Juan Manuel tiene la hípica no muy lejos de la valla de Francisco. Lleva 30 años en el delta del Llobregat, pero es ahora cuando parece que disfruta de verdad. Cría caballos «de pura raza española» y no distingue vida más allá de la tranquilidad que le aportan sus animales y su mujer. Para la foto saca a Descarado, un corcel de 9 años al que domina como si fuera un hámster. Con edificios alrededor, con el ruido propio de un macrocomplejo de ocio, sabe que esto se terminaría. Y aunque admite que el proyecto «tiene cosas buenas», pide quedarse como está porque la paz «no tiene precio».
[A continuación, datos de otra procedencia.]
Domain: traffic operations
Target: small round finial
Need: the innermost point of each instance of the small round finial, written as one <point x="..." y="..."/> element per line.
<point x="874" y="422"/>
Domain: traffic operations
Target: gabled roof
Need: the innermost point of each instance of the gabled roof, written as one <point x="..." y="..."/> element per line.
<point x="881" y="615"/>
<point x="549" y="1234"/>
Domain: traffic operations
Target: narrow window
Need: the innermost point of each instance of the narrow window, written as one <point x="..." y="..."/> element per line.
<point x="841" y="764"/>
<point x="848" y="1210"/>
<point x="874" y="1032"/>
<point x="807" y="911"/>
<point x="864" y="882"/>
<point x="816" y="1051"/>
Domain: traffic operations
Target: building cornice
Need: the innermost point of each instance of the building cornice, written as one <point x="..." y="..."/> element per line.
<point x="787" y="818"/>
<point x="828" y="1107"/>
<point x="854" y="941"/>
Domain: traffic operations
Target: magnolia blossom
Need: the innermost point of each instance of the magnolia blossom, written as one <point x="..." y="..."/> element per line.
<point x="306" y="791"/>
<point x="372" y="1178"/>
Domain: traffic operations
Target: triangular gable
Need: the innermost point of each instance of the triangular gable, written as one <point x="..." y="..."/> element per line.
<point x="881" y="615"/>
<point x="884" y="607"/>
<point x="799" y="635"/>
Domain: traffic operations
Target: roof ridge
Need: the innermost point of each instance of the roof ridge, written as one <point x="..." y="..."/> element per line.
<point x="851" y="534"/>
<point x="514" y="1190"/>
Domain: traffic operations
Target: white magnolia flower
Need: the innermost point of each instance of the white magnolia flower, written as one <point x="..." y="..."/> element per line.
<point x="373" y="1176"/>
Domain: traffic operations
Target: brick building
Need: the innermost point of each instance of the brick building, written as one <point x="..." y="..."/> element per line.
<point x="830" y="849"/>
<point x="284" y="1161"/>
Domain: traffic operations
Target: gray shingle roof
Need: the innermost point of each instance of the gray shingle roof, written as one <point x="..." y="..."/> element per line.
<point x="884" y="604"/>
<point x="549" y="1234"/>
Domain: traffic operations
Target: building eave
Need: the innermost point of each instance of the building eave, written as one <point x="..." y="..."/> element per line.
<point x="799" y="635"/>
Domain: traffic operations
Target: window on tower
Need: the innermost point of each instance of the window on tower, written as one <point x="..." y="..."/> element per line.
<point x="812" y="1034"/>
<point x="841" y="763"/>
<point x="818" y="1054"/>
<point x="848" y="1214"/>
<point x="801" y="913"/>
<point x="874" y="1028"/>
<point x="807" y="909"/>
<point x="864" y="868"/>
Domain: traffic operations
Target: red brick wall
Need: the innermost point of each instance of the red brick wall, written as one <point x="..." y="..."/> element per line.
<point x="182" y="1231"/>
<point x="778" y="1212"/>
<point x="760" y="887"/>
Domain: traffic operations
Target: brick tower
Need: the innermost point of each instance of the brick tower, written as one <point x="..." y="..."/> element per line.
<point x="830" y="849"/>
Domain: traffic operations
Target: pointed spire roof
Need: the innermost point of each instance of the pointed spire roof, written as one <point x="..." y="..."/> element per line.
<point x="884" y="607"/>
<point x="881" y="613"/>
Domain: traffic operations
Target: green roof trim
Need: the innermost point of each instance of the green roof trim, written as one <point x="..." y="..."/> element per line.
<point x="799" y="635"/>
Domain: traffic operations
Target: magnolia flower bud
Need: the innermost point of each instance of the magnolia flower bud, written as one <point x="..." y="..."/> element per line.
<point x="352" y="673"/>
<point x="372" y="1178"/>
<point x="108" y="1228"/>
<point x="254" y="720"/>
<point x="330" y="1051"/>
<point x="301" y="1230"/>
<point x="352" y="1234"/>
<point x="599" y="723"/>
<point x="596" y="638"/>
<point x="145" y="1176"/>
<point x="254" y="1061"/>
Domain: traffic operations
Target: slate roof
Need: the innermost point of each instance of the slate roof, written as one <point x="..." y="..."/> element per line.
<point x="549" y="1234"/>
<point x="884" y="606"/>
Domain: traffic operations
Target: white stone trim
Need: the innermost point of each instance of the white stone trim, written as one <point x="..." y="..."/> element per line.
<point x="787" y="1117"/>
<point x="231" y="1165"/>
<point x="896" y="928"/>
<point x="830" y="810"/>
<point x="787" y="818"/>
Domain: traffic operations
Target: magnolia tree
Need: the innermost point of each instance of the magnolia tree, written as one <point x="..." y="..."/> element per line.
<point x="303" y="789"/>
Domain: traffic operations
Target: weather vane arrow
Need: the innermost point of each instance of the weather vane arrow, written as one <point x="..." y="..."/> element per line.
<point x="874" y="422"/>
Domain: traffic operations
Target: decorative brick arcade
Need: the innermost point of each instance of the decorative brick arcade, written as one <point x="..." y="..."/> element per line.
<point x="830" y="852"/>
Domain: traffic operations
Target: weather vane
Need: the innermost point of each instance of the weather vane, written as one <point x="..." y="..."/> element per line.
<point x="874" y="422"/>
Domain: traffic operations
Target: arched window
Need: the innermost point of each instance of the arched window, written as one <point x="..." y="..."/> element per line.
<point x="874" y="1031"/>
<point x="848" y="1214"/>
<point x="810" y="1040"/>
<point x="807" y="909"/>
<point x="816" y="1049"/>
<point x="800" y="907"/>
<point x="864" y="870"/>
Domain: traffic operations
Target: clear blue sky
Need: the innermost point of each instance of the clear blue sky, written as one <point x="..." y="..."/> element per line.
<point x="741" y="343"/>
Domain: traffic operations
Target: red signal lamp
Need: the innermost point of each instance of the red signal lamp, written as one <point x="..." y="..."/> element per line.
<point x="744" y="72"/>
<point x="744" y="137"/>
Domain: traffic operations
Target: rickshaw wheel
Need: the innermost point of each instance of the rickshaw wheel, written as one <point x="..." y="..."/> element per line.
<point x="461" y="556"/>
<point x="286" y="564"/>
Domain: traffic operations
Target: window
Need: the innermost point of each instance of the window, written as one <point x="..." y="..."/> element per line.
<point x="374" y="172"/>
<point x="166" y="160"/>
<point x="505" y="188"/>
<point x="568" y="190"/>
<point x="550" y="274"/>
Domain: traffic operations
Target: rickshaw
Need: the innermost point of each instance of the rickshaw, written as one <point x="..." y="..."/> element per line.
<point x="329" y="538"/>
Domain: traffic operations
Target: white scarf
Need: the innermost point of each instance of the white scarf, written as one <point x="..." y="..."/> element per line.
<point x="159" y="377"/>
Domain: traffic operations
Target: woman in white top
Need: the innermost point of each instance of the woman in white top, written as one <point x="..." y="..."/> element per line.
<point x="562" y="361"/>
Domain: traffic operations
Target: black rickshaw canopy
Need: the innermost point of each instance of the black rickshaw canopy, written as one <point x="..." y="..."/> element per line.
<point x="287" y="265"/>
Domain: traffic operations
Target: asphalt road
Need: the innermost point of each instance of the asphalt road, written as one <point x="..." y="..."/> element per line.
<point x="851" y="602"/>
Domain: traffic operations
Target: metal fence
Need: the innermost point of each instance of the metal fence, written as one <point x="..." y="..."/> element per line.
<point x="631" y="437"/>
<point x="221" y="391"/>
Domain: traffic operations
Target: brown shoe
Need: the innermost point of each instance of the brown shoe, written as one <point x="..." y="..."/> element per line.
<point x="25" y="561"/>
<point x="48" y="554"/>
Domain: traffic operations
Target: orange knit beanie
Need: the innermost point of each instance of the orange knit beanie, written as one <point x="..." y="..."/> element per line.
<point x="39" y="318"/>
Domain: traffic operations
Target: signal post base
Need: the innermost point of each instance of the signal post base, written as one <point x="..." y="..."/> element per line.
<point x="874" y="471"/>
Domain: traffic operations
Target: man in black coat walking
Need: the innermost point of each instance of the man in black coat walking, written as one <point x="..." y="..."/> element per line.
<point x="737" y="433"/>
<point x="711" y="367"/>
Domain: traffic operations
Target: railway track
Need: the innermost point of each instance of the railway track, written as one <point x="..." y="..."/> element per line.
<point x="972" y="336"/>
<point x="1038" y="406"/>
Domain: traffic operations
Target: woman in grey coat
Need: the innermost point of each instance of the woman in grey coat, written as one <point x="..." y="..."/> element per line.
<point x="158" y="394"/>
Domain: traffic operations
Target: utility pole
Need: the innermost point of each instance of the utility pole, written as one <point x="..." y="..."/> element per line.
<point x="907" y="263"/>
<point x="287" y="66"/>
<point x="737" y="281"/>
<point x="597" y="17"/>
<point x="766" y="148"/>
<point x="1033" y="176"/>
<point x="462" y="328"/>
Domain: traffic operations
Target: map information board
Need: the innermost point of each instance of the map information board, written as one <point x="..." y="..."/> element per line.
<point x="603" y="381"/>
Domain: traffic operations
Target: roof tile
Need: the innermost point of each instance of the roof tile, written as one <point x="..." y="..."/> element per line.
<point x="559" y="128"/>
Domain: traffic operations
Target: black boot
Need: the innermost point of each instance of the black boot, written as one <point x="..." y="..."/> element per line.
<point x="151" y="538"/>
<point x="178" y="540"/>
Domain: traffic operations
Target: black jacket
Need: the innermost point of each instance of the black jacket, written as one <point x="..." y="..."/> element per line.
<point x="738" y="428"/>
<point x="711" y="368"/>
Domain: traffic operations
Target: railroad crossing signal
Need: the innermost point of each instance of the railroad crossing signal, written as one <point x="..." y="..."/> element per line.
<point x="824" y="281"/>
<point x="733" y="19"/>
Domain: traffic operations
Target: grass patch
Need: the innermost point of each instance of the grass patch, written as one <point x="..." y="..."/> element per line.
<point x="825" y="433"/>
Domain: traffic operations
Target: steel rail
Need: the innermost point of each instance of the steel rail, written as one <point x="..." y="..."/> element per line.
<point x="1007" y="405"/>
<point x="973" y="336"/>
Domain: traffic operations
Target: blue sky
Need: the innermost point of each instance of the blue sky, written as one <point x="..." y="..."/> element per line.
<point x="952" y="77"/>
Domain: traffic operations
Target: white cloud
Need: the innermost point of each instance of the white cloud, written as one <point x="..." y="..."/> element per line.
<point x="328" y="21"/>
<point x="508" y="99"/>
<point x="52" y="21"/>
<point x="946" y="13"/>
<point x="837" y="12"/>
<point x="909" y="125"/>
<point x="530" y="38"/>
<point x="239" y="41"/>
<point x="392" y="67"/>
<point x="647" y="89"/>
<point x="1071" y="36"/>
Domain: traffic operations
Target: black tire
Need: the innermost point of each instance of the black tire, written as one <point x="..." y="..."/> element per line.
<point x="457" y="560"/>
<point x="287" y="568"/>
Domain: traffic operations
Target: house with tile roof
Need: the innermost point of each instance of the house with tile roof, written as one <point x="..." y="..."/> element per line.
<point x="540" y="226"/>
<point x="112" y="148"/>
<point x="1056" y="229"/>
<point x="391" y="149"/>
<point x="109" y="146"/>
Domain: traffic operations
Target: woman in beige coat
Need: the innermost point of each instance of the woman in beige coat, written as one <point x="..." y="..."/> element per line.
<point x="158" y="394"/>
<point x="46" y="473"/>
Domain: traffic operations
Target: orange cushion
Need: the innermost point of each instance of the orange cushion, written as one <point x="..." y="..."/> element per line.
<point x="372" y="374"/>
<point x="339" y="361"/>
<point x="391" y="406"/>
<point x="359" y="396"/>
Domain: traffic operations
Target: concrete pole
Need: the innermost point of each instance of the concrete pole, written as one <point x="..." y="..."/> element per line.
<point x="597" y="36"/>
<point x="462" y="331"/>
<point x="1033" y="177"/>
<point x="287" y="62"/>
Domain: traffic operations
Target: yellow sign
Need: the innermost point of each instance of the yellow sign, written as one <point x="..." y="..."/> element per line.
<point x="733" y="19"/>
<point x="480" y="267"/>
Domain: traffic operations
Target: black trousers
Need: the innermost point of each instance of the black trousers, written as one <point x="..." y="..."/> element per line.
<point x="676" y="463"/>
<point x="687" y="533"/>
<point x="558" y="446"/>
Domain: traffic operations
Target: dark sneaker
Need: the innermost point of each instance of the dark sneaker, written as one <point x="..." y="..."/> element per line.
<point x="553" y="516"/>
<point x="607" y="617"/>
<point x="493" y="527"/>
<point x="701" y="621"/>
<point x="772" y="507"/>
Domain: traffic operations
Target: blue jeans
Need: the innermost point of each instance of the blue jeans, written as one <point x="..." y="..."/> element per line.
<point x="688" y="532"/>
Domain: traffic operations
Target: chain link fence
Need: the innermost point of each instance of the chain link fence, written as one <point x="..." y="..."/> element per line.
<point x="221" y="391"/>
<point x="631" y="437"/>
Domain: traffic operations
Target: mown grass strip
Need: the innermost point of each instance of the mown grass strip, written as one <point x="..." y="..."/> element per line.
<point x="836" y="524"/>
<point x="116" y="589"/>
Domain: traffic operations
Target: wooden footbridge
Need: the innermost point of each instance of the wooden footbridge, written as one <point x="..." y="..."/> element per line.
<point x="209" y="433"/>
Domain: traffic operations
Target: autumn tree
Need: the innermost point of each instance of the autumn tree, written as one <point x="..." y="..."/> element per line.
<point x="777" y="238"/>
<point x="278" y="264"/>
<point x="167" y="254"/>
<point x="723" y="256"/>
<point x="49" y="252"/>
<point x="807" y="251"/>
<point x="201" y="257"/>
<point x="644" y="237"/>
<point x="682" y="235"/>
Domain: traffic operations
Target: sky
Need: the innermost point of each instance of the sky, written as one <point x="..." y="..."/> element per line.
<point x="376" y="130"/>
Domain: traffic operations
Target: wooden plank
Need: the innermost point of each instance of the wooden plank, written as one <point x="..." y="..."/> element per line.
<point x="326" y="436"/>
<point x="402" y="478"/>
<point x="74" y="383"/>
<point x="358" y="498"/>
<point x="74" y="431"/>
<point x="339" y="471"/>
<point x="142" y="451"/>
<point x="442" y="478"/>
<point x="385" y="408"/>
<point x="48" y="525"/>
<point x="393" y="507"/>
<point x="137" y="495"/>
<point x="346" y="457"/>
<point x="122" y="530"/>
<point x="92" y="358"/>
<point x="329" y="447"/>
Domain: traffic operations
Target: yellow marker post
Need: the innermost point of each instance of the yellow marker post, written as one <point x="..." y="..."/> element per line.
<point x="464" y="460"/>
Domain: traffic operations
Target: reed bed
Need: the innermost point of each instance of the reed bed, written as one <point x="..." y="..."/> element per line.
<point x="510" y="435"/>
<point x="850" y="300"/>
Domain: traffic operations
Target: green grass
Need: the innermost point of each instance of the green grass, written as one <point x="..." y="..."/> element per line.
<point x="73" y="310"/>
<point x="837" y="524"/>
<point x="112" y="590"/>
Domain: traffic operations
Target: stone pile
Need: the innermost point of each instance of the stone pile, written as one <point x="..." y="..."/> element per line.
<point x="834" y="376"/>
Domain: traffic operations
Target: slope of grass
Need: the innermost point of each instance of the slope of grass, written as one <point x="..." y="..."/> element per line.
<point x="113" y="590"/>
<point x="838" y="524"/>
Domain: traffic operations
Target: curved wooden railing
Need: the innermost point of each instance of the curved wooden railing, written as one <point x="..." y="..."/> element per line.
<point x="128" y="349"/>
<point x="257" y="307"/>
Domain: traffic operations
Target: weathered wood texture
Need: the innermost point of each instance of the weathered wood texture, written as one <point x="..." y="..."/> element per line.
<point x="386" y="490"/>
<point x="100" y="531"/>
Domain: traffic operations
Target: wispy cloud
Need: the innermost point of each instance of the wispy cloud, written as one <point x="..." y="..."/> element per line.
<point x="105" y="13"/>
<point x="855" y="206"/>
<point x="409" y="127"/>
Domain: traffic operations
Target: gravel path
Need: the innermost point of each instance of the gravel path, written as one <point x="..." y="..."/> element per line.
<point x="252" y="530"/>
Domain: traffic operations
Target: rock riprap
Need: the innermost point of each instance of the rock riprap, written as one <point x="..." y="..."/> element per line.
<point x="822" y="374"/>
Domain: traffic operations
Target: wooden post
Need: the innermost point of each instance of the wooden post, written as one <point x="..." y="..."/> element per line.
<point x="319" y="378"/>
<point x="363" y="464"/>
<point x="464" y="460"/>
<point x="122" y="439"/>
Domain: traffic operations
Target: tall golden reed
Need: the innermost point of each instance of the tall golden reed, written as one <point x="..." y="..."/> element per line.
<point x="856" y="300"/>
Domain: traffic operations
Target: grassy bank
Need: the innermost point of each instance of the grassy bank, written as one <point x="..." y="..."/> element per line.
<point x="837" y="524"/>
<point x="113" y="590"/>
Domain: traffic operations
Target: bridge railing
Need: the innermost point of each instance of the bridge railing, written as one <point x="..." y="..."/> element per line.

UN TIPO PRUDENTE / Uno de los pocos que vive y trabaja en los terrenos que Adelson podría tener en su agenda es Salvador Bernadó. Lo encontrarán junto a su casa de ladrillos, con un mono azul, doblando la espalda como si no tuviera 78 años. Su secreto: «No hacer nunca vacaciones ni dos días seguidos de fiesta». Preside la cooperativa de Gavà, con 300 socios, e insta a empezar a «levantar la cabeza para pensar en hijos y nietos». Es un hombre prudente al que le gusta «escuchar antes de decidir». Por eso, sin «nada concreto», prefiere esperar. En un par o tres de semanas podrá sentarse a deliberar.